La urbanita ultrafeminista que conocí se había convertido en una granjera ama de casa que quería tener cuatro o cinco niños. Había pasado de ser antihombres a antihormonas, antiaditivos y antipolución. Y todo por un hombre. Lo mismo en su naturaleza estaba lo de “anti” y no lo de feminista. Quién sabe.

Antigua Sexualidad desbocada se había agenciado un hombre de negocios unos veinte años mayor y del Opus. Iba vestida como una cincuentona y criticaba ostentosamente a todas aquellas jovencitas que “se emborrachaban y hacían tonterías”, cuando lo que había que hacer era reservarse para el hombre con el que una iba a casarse. Todo muy en la línea, eso sí, de la chica que yo había conocido, famosa en el instituto por haberse liado con todo el que se le cruzase, que había tenido historias bisexuales, hecho tríos y que prefería la soltería por encima de todas las cosas.

-Hay chicas para divertirse y otras para casarse, eso dicen -Estaba diciendo en esos momentos, y yo iba por la tercera copa de vino para soportar que me mirase de reojo al aleccionarnos.

Antigua Fiestera, por el contrario, parecía bastante callada.
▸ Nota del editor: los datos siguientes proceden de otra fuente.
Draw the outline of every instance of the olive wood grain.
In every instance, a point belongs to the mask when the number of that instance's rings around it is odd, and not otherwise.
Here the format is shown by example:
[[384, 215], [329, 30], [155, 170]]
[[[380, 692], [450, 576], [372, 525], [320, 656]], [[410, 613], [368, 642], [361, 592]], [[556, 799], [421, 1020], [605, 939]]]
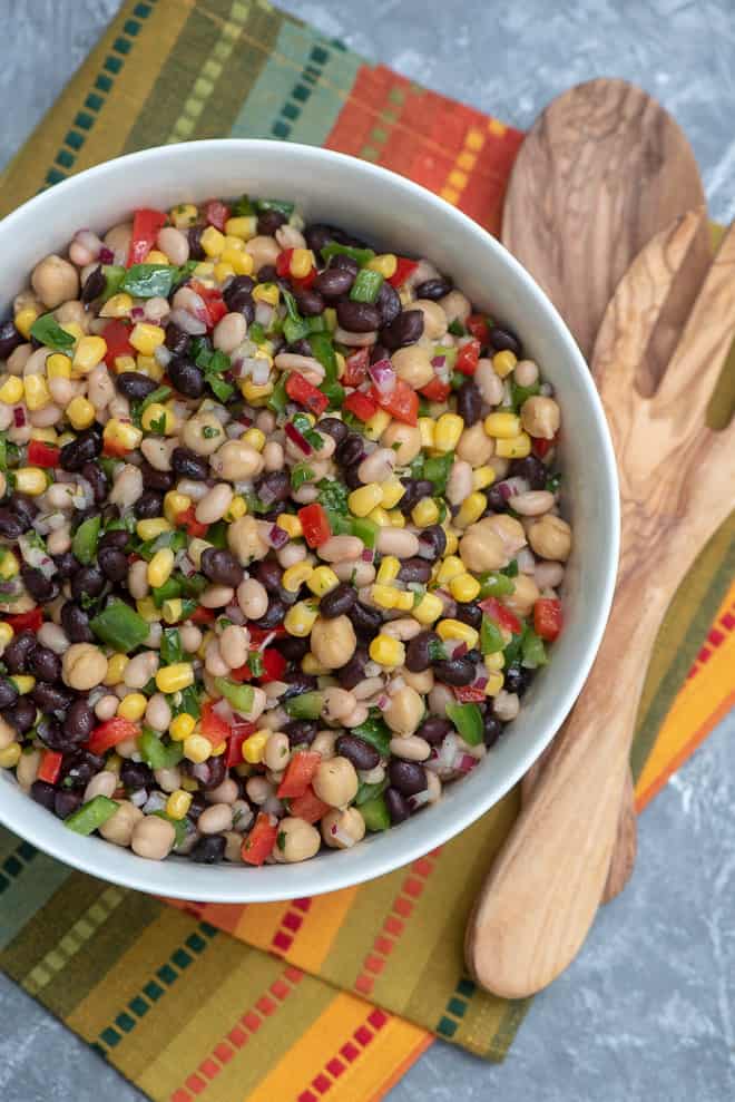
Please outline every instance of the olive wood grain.
[[[498, 995], [555, 979], [595, 918], [619, 821], [636, 712], [661, 617], [699, 549], [728, 516], [735, 422], [705, 423], [735, 333], [735, 230], [715, 257], [651, 398], [640, 350], [705, 215], [692, 212], [635, 260], [594, 353], [620, 474], [623, 539], [612, 613], [590, 676], [470, 917], [465, 959]], [[706, 457], [713, 475], [706, 484]]]
[[[601, 78], [552, 100], [529, 130], [509, 182], [502, 241], [550, 295], [589, 359], [602, 313], [634, 257], [675, 217], [702, 204], [697, 164], [676, 121], [641, 89]], [[703, 222], [648, 339], [641, 393], [650, 394], [660, 379], [710, 259]], [[523, 778], [523, 801], [552, 754], [553, 743]], [[625, 887], [636, 851], [628, 777], [604, 903]]]

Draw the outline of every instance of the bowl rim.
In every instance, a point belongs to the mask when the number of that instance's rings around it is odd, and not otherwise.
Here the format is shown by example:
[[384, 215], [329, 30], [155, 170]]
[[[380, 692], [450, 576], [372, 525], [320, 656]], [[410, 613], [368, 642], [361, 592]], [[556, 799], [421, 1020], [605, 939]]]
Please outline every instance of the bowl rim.
[[[131, 865], [129, 871], [127, 869], [124, 871], [116, 869], [109, 872], [105, 869], [101, 849], [98, 854], [97, 847], [104, 846], [107, 849], [111, 846], [110, 842], [97, 838], [81, 839], [78, 836], [65, 837], [62, 829], [60, 829], [60, 823], [58, 826], [55, 823], [57, 826], [56, 830], [46, 830], [42, 826], [43, 820], [40, 818], [38, 825], [33, 820], [26, 822], [19, 801], [22, 801], [22, 806], [26, 806], [30, 798], [12, 783], [9, 784], [9, 791], [3, 792], [2, 798], [0, 798], [0, 823], [3, 823], [13, 833], [19, 835], [42, 852], [79, 871], [100, 877], [107, 882], [147, 894], [163, 895], [176, 899], [196, 898], [198, 900], [206, 899], [206, 901], [210, 903], [244, 904], [278, 901], [298, 898], [301, 896], [320, 895], [342, 888], [355, 887], [376, 877], [393, 872], [460, 835], [507, 796], [551, 742], [553, 734], [561, 726], [579, 695], [597, 656], [608, 621], [617, 579], [620, 508], [617, 464], [599, 393], [574, 337], [550, 299], [500, 241], [493, 237], [479, 223], [421, 184], [416, 184], [414, 181], [401, 176], [391, 169], [361, 160], [349, 154], [301, 143], [278, 143], [263, 138], [207, 138], [197, 142], [180, 142], [125, 154], [68, 177], [61, 183], [27, 199], [2, 218], [0, 222], [0, 233], [11, 231], [16, 223], [28, 218], [29, 212], [42, 215], [45, 208], [56, 202], [59, 195], [72, 193], [80, 186], [87, 187], [90, 182], [101, 182], [107, 175], [118, 174], [128, 166], [138, 168], [145, 166], [147, 162], [156, 162], [161, 157], [170, 157], [175, 160], [177, 156], [192, 155], [194, 149], [200, 152], [203, 155], [216, 155], [217, 152], [223, 152], [225, 148], [242, 149], [243, 153], [247, 153], [248, 155], [261, 154], [264, 157], [273, 156], [274, 152], [277, 150], [280, 156], [286, 158], [313, 158], [320, 160], [322, 164], [346, 165], [351, 170], [361, 173], [367, 183], [374, 179], [376, 182], [384, 182], [394, 188], [402, 188], [414, 199], [422, 203], [428, 212], [435, 209], [440, 213], [442, 220], [453, 221], [457, 225], [463, 226], [467, 231], [479, 235], [483, 240], [484, 247], [496, 254], [496, 260], [508, 270], [514, 280], [525, 285], [525, 292], [532, 301], [533, 311], [538, 316], [543, 319], [545, 324], [556, 329], [557, 334], [566, 345], [566, 354], [572, 364], [576, 383], [585, 392], [585, 401], [595, 421], [595, 433], [600, 445], [598, 456], [600, 479], [608, 498], [608, 501], [605, 504], [609, 506], [609, 515], [606, 519], [610, 533], [610, 539], [606, 546], [605, 562], [600, 565], [599, 572], [602, 578], [601, 592], [597, 594], [594, 611], [587, 614], [587, 643], [584, 660], [565, 685], [559, 686], [555, 684], [556, 691], [553, 695], [551, 696], [551, 693], [549, 693], [550, 699], [543, 724], [547, 732], [545, 741], [539, 749], [531, 748], [518, 758], [514, 767], [509, 770], [506, 780], [500, 787], [501, 790], [496, 793], [496, 790], [492, 789], [493, 797], [491, 799], [465, 801], [464, 804], [460, 804], [454, 809], [455, 813], [447, 823], [442, 825], [440, 821], [435, 825], [432, 823], [431, 829], [428, 831], [431, 837], [430, 842], [424, 840], [425, 831], [423, 835], [416, 832], [414, 838], [402, 839], [399, 847], [399, 861], [392, 859], [391, 855], [393, 850], [389, 846], [385, 846], [382, 852], [373, 856], [371, 862], [366, 862], [365, 866], [354, 866], [354, 870], [351, 871], [350, 862], [345, 860], [345, 858], [350, 857], [351, 851], [337, 850], [329, 856], [329, 865], [320, 869], [320, 878], [323, 882], [317, 886], [310, 884], [308, 869], [310, 866], [313, 867], [313, 862], [311, 861], [287, 866], [291, 875], [283, 877], [284, 884], [282, 887], [277, 886], [277, 881], [275, 885], [270, 886], [272, 877], [268, 876], [267, 866], [262, 869], [249, 870], [251, 875], [247, 875], [246, 870], [239, 866], [231, 866], [231, 869], [242, 877], [242, 888], [239, 888], [239, 885], [233, 887], [233, 878], [223, 877], [222, 875], [219, 876], [222, 882], [217, 884], [217, 870], [220, 867], [212, 868], [193, 865], [186, 859], [163, 862], [151, 861], [144, 865], [144, 859], [139, 858], [139, 867], [138, 865]], [[20, 821], [13, 821], [12, 812], [17, 808], [21, 811], [19, 816]], [[430, 817], [431, 809], [427, 809], [424, 815]], [[388, 832], [388, 836], [390, 833], [391, 831]], [[82, 845], [77, 846], [75, 845], [76, 842], [81, 842]], [[84, 845], [89, 842], [94, 842], [95, 847], [89, 846], [88, 848], [87, 845]], [[117, 849], [117, 847], [112, 848]], [[286, 866], [278, 865], [271, 866], [271, 868], [281, 870], [286, 868]], [[185, 869], [186, 871], [184, 871]], [[237, 881], [234, 882], [236, 884]]]

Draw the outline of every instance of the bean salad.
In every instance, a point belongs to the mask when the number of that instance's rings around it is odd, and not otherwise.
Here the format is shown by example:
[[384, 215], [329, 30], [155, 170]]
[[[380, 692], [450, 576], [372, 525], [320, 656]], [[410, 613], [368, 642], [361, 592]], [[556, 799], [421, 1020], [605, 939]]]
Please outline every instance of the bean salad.
[[560, 410], [424, 257], [280, 199], [136, 209], [0, 325], [0, 768], [259, 866], [472, 770], [562, 626]]

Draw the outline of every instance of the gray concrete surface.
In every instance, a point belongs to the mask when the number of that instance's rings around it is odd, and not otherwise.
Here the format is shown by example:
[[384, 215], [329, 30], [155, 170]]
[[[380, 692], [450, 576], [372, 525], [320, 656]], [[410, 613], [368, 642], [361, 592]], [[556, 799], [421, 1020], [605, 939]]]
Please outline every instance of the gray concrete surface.
[[[735, 215], [733, 0], [282, 6], [518, 126], [576, 81], [604, 74], [636, 80], [687, 131], [713, 214]], [[12, 104], [3, 113], [0, 163], [116, 9], [116, 0], [0, 0], [0, 96]], [[576, 964], [536, 1001], [506, 1063], [490, 1066], [438, 1043], [391, 1102], [735, 1099], [734, 739], [731, 715], [646, 811], [631, 885], [601, 914]], [[141, 1102], [1, 976], [0, 1023], [3, 1102]]]

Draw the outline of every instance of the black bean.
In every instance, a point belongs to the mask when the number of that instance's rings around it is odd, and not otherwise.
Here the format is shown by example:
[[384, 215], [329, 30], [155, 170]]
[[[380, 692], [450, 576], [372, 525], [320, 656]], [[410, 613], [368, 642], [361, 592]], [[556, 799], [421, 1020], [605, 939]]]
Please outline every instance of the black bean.
[[384, 793], [385, 807], [393, 826], [404, 822], [411, 815], [411, 806], [396, 788], [386, 788]]
[[385, 348], [394, 352], [396, 349], [405, 348], [406, 344], [415, 344], [422, 334], [423, 311], [404, 310], [390, 325], [383, 325], [380, 339]]
[[98, 264], [85, 280], [85, 285], [81, 289], [79, 298], [81, 302], [94, 302], [95, 299], [99, 299], [100, 294], [105, 293], [106, 287], [107, 280], [102, 272], [102, 265]]
[[[268, 211], [267, 213], [275, 214], [276, 212]], [[188, 858], [197, 865], [218, 865], [219, 861], [225, 859], [226, 845], [227, 841], [223, 835], [203, 835], [189, 850]]]
[[444, 720], [439, 715], [430, 715], [416, 730], [416, 734], [425, 739], [429, 745], [439, 747], [453, 730], [454, 728], [449, 720]]
[[470, 685], [474, 681], [474, 663], [462, 655], [433, 664], [434, 676], [445, 685]]
[[82, 594], [98, 597], [105, 588], [105, 575], [98, 566], [82, 566], [71, 578], [71, 596], [81, 601]]
[[31, 652], [36, 650], [36, 636], [32, 632], [19, 632], [8, 643], [3, 662], [10, 673], [27, 673]]
[[521, 342], [512, 330], [500, 329], [499, 325], [493, 325], [490, 330], [490, 345], [496, 352], [512, 352], [519, 360], [523, 353]]
[[294, 299], [304, 318], [316, 318], [324, 310], [324, 299], [313, 287], [300, 287], [294, 291]]
[[399, 570], [399, 582], [419, 582], [425, 585], [431, 577], [431, 564], [425, 558], [404, 558]]
[[7, 360], [19, 344], [23, 343], [22, 335], [18, 332], [10, 319], [0, 325], [0, 360]]
[[336, 741], [336, 752], [355, 769], [374, 769], [380, 764], [380, 752], [370, 742], [359, 739], [356, 734], [341, 734]]
[[204, 371], [186, 355], [175, 355], [171, 359], [168, 378], [185, 398], [200, 398], [204, 393]]
[[431, 299], [437, 302], [443, 299], [453, 287], [452, 281], [447, 275], [438, 275], [433, 280], [427, 280], [414, 287], [416, 299]]
[[61, 659], [50, 646], [37, 646], [31, 651], [30, 672], [39, 681], [61, 680]]
[[133, 506], [133, 511], [138, 520], [150, 520], [159, 517], [164, 511], [164, 496], [158, 490], [144, 490], [138, 500]]
[[372, 302], [353, 302], [343, 299], [337, 302], [337, 321], [350, 333], [370, 333], [381, 323], [380, 310]]
[[344, 267], [325, 267], [314, 280], [314, 290], [324, 299], [339, 299], [354, 283], [354, 273]]
[[19, 693], [12, 681], [0, 677], [0, 709], [11, 708], [18, 700]]
[[56, 789], [53, 784], [47, 784], [46, 781], [33, 781], [30, 787], [30, 798], [40, 803], [47, 811], [53, 811]]
[[61, 626], [70, 643], [92, 643], [95, 640], [89, 626], [89, 616], [74, 601], [67, 601], [61, 606]]
[[190, 478], [194, 482], [203, 482], [209, 477], [209, 464], [204, 456], [197, 456], [189, 448], [174, 448], [171, 468], [179, 478]]
[[457, 412], [463, 419], [465, 428], [477, 425], [482, 416], [482, 394], [471, 379], [463, 382], [457, 391]]
[[141, 371], [121, 371], [119, 376], [115, 376], [115, 386], [128, 401], [141, 402], [148, 394], [153, 394], [158, 383]]
[[236, 588], [243, 581], [243, 567], [224, 547], [207, 547], [202, 555], [202, 573], [217, 585]]
[[394, 758], [388, 767], [388, 776], [401, 796], [416, 796], [427, 789], [427, 772], [415, 761], [399, 761]]

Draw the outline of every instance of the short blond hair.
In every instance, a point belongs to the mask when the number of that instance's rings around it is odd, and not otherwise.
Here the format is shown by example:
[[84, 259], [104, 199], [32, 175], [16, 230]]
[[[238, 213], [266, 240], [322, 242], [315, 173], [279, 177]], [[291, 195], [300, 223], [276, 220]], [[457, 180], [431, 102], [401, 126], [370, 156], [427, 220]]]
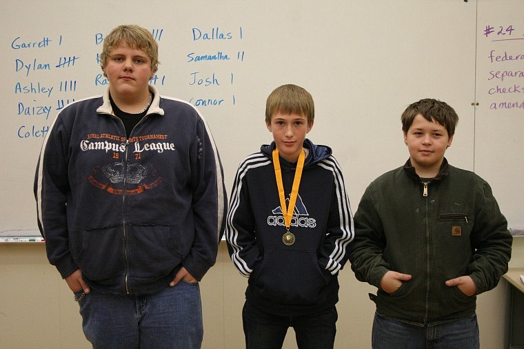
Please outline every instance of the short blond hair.
[[108, 64], [111, 51], [121, 41], [137, 50], [145, 52], [151, 60], [151, 70], [159, 70], [159, 45], [149, 30], [135, 24], [122, 25], [115, 28], [103, 39], [102, 53], [100, 54], [100, 66], [102, 69]]
[[282, 114], [297, 114], [308, 118], [310, 125], [315, 117], [315, 107], [311, 94], [303, 88], [288, 83], [273, 90], [265, 103], [265, 123], [271, 124], [271, 117]]

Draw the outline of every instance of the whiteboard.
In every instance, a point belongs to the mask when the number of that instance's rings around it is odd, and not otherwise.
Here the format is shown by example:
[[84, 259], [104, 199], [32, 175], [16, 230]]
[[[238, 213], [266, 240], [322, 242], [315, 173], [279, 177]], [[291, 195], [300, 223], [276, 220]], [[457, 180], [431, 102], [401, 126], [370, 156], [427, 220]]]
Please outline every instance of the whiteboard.
[[[522, 109], [490, 110], [496, 96], [485, 85], [493, 81], [483, 81], [492, 69], [486, 52], [512, 45], [522, 53], [523, 41], [495, 44], [481, 28], [511, 24], [512, 35], [521, 35], [523, 3], [4, 0], [0, 237], [39, 234], [32, 186], [42, 137], [64, 105], [106, 88], [101, 41], [123, 23], [153, 33], [161, 64], [151, 83], [201, 110], [228, 190], [242, 159], [272, 141], [265, 103], [278, 86], [296, 83], [312, 94], [308, 137], [333, 148], [354, 210], [372, 179], [408, 157], [402, 111], [432, 97], [460, 117], [450, 163], [487, 179], [510, 222], [524, 225], [513, 199], [524, 186], [516, 180]], [[513, 63], [522, 68], [522, 61]]]

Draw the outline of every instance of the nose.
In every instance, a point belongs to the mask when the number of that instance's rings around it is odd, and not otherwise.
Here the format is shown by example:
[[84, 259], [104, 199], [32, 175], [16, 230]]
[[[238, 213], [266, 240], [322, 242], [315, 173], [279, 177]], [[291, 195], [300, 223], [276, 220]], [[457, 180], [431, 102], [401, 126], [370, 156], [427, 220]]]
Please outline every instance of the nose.
[[431, 134], [425, 134], [422, 139], [423, 144], [431, 144]]
[[284, 132], [284, 134], [287, 137], [293, 136], [293, 127], [291, 125], [285, 127], [285, 132]]
[[125, 72], [130, 72], [133, 70], [133, 64], [131, 59], [126, 59], [123, 62], [123, 70]]

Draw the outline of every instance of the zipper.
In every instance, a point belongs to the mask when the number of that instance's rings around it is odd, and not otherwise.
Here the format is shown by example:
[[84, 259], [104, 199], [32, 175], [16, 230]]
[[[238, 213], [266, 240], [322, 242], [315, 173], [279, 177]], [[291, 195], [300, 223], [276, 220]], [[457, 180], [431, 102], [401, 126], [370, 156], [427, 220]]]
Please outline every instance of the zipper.
[[122, 186], [122, 240], [123, 246], [123, 257], [125, 261], [125, 277], [124, 279], [124, 284], [125, 286], [125, 293], [129, 295], [131, 293], [131, 290], [129, 288], [129, 283], [128, 277], [129, 272], [128, 271], [127, 266], [129, 266], [129, 260], [128, 258], [128, 231], [125, 229], [125, 183], [128, 180], [128, 152], [129, 150], [129, 139], [125, 139], [125, 152], [123, 156], [123, 183]]
[[427, 197], [427, 186], [430, 184], [430, 182], [429, 181], [422, 182], [422, 183], [424, 185], [424, 191], [422, 193], [422, 196]]
[[[132, 134], [133, 131], [134, 129], [140, 125], [141, 123], [143, 123], [144, 121], [148, 118], [148, 114], [146, 113], [145, 115], [143, 116], [142, 119], [140, 119], [140, 121], [137, 123], [137, 124], [133, 127], [133, 129], [131, 130], [131, 132], [130, 133], [130, 137], [131, 134]], [[114, 118], [117, 119], [120, 124], [123, 127], [124, 132], [125, 131], [125, 126], [123, 124], [123, 121], [122, 120], [114, 115], [112, 112], [111, 116]], [[122, 246], [123, 246], [123, 257], [124, 257], [124, 262], [125, 263], [125, 272], [124, 275], [124, 287], [125, 288], [125, 293], [127, 295], [131, 294], [131, 289], [129, 287], [129, 271], [128, 271], [128, 266], [129, 266], [129, 255], [128, 255], [128, 231], [125, 228], [127, 221], [125, 220], [125, 185], [128, 180], [128, 156], [129, 154], [129, 138], [126, 137], [125, 138], [125, 151], [124, 152], [124, 158], [123, 158], [123, 171], [124, 171], [124, 175], [123, 175], [123, 183], [122, 186]]]
[[[427, 197], [427, 185], [429, 181], [424, 182], [424, 192], [423, 196]], [[425, 295], [425, 312], [424, 314], [424, 323], [427, 323], [428, 319], [430, 317], [430, 288], [431, 287], [431, 266], [430, 262], [430, 240], [431, 237], [430, 236], [430, 220], [428, 219], [430, 216], [430, 208], [427, 206], [427, 198], [424, 199], [425, 204], [425, 233], [426, 233], [426, 246], [425, 246], [425, 259], [426, 259], [426, 292]]]

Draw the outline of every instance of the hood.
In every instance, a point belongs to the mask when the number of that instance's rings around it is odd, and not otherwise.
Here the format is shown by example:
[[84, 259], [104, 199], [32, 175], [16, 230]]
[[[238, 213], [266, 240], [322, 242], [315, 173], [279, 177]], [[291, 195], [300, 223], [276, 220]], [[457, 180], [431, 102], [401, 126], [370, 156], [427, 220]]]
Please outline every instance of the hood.
[[[321, 161], [324, 159], [326, 159], [331, 156], [332, 150], [327, 146], [321, 146], [314, 144], [313, 142], [308, 139], [304, 139], [304, 143], [303, 146], [310, 150], [308, 157], [305, 159], [304, 166], [311, 165]], [[272, 152], [276, 147], [276, 144], [274, 141], [271, 142], [271, 144], [263, 144], [260, 147], [260, 151], [265, 155], [268, 159], [273, 160]]]

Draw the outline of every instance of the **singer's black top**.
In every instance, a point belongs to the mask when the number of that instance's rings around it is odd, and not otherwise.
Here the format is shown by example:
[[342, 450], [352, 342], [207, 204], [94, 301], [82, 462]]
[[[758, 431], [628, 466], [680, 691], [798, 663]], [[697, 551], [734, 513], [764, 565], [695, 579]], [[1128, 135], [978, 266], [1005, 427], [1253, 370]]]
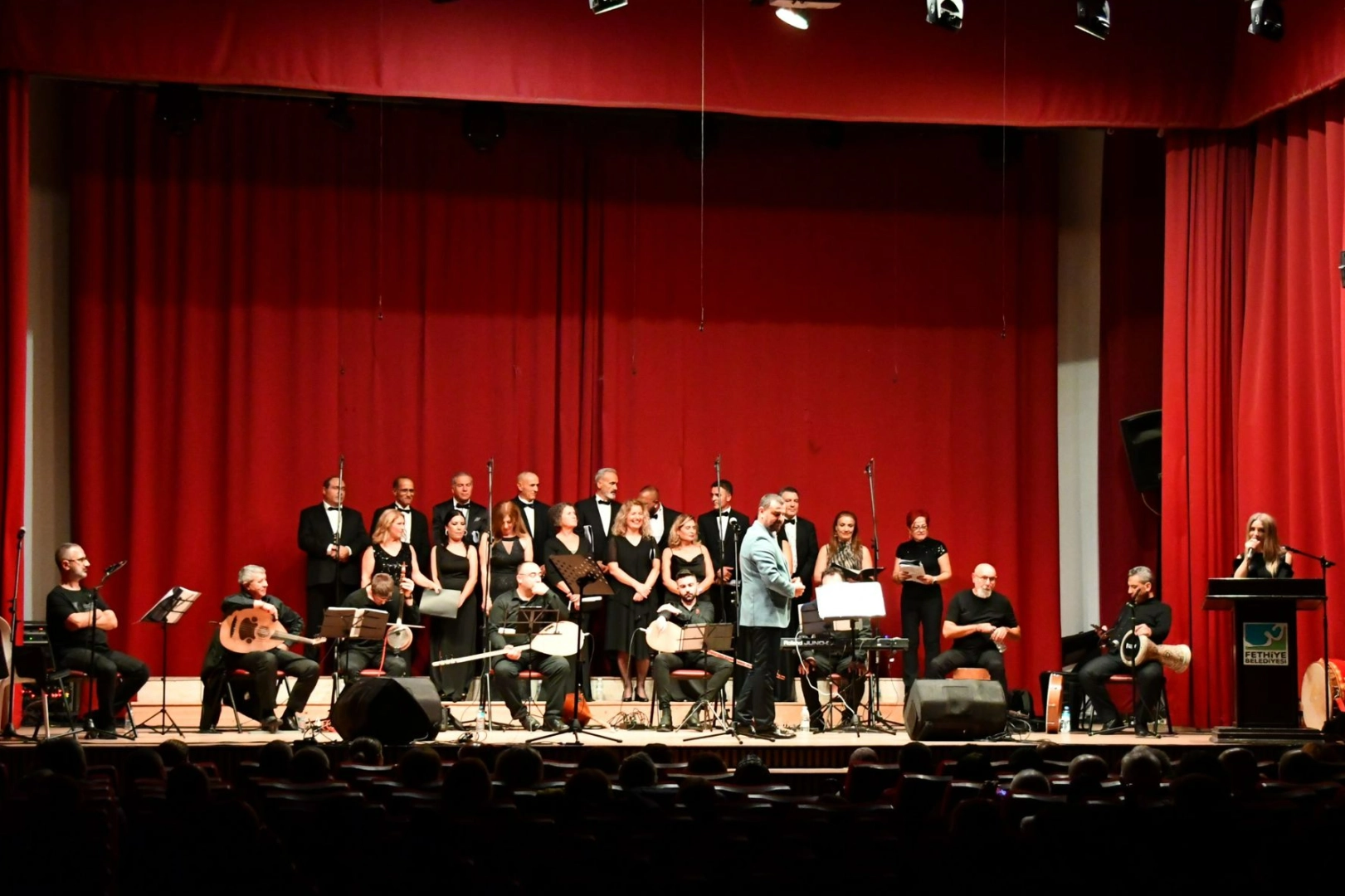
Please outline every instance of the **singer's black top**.
[[[98, 607], [98, 612], [110, 611], [112, 607], [98, 596], [93, 588], [70, 591], [56, 585], [47, 592], [47, 639], [51, 642], [51, 651], [61, 655], [65, 650], [87, 648], [89, 630], [66, 628], [66, 619], [74, 613], [86, 613], [90, 607]], [[108, 632], [101, 628], [93, 631], [93, 648], [108, 650]]]
[[[1243, 565], [1243, 556], [1237, 554], [1233, 557], [1233, 572]], [[1248, 578], [1293, 578], [1294, 568], [1284, 562], [1284, 557], [1279, 558], [1279, 566], [1275, 568], [1275, 574], [1271, 576], [1270, 570], [1266, 569], [1266, 557], [1263, 554], [1252, 554], [1251, 560], [1247, 561], [1247, 577]]]

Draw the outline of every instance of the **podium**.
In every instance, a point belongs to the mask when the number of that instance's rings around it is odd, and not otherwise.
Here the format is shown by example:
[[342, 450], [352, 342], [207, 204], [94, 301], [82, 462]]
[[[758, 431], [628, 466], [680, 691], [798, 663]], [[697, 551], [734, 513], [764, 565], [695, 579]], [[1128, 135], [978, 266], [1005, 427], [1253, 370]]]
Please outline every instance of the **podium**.
[[1236, 713], [1215, 740], [1303, 740], [1321, 732], [1303, 728], [1298, 709], [1298, 612], [1322, 611], [1323, 578], [1210, 578], [1206, 611], [1233, 613]]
Cogía con fuerza la mano de aquel sapo con el que había venido, que tampoco hablaba mucho, la verdad. En su caso creo que había pasado de ser la borracha oficial, que siempre llevaba de todo encima y que opositaba a cirrosis o algo peor, a una muñequita adorable que no daba un ruido. Iba vestida como la niña buena que nunca había sido. Por dios santo, ¿qué les pasa a las mujeres cuando se emparejan? ¿Les cambia la personalidad?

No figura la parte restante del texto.